Beyond memory optimization, the new execution model also improves system stability and responsiveness. Under the previous synchronous approach, bgpd could become occupied for extended periods while generating large outputs, delaying its ability to process other tasks. With asynchronous traversal, the daemon is no longer blocked by long-running commands, allowing it to respond more quickly to other events. For developers and operators, this results in more consistent CLI behavior, clearer resource boundaries, and an improved troubleshooting experience.

More broadly, the approach the team developed can be applied to other commands in SONiC and FRR that require traversing large internal data structures. It provides a general optimization pattern that enhances efficiency without altering functionality, ultimately contributing to a more robust foundation for large-scale network deployments.

Lessons Learned

During the Hackathon, the team gained a clearer understanding of how SONiC and FRR handle show commands internally, particularly the interaction between traversal logic, output buffer management, and IPC transmission. Their testing confirmed that the main challenge was not traversal speed itself, but the mismatch between how quickly data is generated and how quickly it can be sent. This explains why the traditional threshold-based flush mechanism provides limited improvement at scale.

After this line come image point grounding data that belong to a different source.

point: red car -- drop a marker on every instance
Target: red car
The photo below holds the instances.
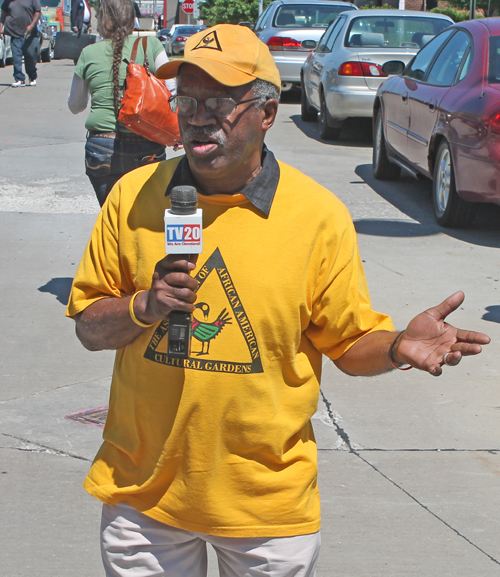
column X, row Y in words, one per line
column 440, row 118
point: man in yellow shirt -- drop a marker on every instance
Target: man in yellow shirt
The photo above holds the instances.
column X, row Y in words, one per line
column 219, row 447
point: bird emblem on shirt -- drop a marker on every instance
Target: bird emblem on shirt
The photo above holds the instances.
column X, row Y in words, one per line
column 205, row 332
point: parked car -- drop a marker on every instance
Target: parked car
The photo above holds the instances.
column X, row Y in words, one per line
column 441, row 119
column 5, row 51
column 176, row 41
column 340, row 78
column 163, row 35
column 292, row 28
column 46, row 37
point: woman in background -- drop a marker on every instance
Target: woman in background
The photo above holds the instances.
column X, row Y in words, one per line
column 111, row 150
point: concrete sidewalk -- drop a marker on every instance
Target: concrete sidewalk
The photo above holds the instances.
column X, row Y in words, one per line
column 409, row 464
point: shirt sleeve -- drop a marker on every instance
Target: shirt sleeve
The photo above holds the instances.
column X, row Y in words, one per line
column 80, row 65
column 341, row 310
column 100, row 273
column 79, row 95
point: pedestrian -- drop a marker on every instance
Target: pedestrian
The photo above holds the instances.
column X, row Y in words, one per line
column 138, row 14
column 81, row 17
column 19, row 20
column 111, row 150
column 219, row 447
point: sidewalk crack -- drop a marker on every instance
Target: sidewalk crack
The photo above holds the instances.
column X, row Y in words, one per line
column 26, row 445
column 345, row 438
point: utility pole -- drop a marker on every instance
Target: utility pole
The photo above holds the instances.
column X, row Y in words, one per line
column 472, row 9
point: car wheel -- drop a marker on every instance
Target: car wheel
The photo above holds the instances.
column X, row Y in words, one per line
column 307, row 112
column 325, row 130
column 45, row 55
column 383, row 168
column 450, row 210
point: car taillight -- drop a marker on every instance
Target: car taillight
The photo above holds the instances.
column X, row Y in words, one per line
column 492, row 118
column 285, row 43
column 361, row 69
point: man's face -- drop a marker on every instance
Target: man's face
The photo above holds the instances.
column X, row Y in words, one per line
column 223, row 149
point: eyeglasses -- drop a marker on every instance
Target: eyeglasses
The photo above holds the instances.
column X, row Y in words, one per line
column 218, row 107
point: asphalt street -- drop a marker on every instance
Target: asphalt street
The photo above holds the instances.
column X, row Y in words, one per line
column 409, row 465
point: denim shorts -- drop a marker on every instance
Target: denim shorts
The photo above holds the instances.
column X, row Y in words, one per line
column 108, row 159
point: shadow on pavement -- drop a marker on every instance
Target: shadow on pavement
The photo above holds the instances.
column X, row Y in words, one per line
column 60, row 287
column 493, row 314
column 413, row 198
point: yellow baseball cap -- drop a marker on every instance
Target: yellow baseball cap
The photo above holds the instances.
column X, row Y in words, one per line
column 231, row 54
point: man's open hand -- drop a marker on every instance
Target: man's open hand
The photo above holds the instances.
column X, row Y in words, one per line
column 429, row 342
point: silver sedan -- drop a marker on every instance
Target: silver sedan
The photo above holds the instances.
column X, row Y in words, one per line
column 341, row 77
column 292, row 28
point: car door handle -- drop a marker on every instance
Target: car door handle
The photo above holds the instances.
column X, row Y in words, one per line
column 432, row 105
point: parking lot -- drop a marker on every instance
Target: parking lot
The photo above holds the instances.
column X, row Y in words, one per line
column 409, row 464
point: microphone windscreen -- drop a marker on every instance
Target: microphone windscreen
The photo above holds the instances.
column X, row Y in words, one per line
column 183, row 200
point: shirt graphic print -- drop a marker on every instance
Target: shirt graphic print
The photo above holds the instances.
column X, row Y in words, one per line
column 223, row 340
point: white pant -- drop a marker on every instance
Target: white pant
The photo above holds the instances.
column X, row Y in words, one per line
column 133, row 544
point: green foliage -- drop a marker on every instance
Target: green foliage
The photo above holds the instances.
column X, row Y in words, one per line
column 456, row 15
column 230, row 11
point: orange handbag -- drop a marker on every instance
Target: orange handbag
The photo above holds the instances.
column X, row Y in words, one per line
column 145, row 107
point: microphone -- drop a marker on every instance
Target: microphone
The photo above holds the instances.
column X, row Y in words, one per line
column 183, row 235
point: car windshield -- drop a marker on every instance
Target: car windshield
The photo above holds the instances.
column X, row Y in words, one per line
column 307, row 15
column 393, row 31
column 188, row 30
column 494, row 64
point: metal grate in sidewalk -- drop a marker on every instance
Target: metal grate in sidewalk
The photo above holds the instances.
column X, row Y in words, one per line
column 95, row 417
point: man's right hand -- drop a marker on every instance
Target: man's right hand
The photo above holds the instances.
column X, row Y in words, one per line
column 171, row 289
column 107, row 324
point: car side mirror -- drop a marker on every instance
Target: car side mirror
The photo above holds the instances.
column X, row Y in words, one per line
column 393, row 67
column 309, row 44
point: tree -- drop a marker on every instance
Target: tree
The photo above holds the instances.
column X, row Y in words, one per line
column 231, row 11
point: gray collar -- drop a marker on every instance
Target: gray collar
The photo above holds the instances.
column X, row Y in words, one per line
column 260, row 192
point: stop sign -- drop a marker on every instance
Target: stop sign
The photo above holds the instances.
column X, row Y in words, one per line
column 188, row 6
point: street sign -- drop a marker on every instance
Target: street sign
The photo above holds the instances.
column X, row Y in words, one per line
column 188, row 6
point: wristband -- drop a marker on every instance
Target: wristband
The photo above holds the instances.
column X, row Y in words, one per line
column 132, row 313
column 391, row 357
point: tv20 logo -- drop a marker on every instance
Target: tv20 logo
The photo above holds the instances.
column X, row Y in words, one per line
column 184, row 233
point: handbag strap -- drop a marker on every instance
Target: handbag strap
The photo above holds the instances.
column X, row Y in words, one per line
column 144, row 48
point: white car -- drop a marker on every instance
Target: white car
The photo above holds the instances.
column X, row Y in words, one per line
column 292, row 28
column 341, row 77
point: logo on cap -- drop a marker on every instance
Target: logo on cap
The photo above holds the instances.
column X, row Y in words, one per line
column 209, row 41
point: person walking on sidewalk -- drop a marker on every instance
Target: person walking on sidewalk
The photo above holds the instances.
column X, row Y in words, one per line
column 111, row 150
column 218, row 447
column 81, row 17
column 19, row 20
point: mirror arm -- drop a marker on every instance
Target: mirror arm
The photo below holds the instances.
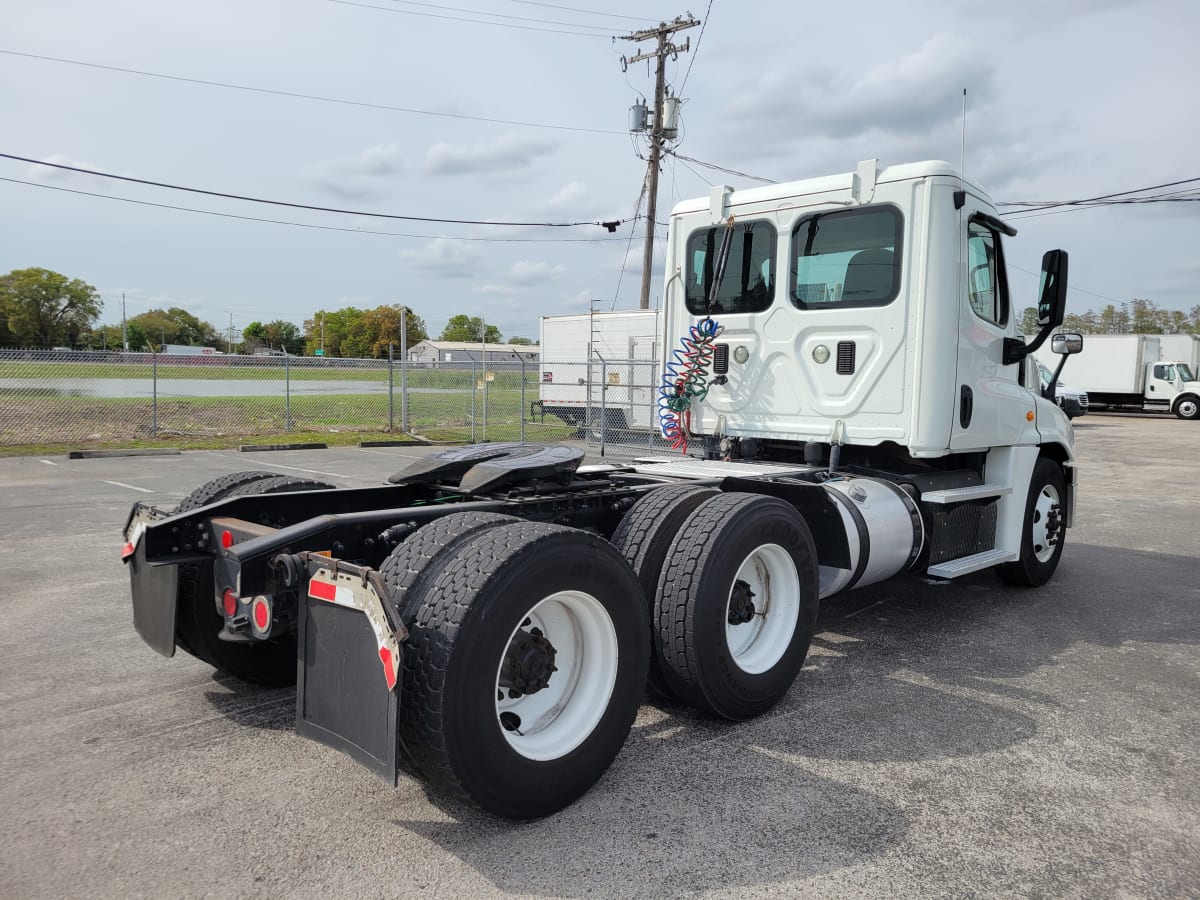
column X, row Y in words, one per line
column 1015, row 349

By redesigning the traversal to support suspension and resumption, they observed that maintaining a controlled execution pace is often more important than optimizing a single step in isolation, especially on resource-constrained devices. This insight is broadly applicable to other long-running or large-output commands.

In addition, working through the implementation allowed them to become more familiar with the structure of FRR modules such as bgpd, vty, and the output buffer system. It also gave them a better understanding of how to introduce safe and maintainable changes within the existing framework.

Overall, the Hackathon reinforced the importance of execution-model design in large-scale scenarios and provided valuable experience for future optimization work within SONiC and FRR.

Next Steps

Following the Hackathon implementation, the team’s next step is to extend and validate this mechanism across additional show commands that traverse large internal data structures. They plan to evaluate its general applicability, refine edge-case handling, and ensure consistent behavior under different runtime conditions.

They also intend to collaborate with the SONiC and FRR communities to discuss upstream integration and incorporate feedback to further improve the design. As the model matures, they hope it can serve as a standard approach for handling long-output commands in FRR and SONiC, enabling more predictable and stable resource usage in large-scale deployments.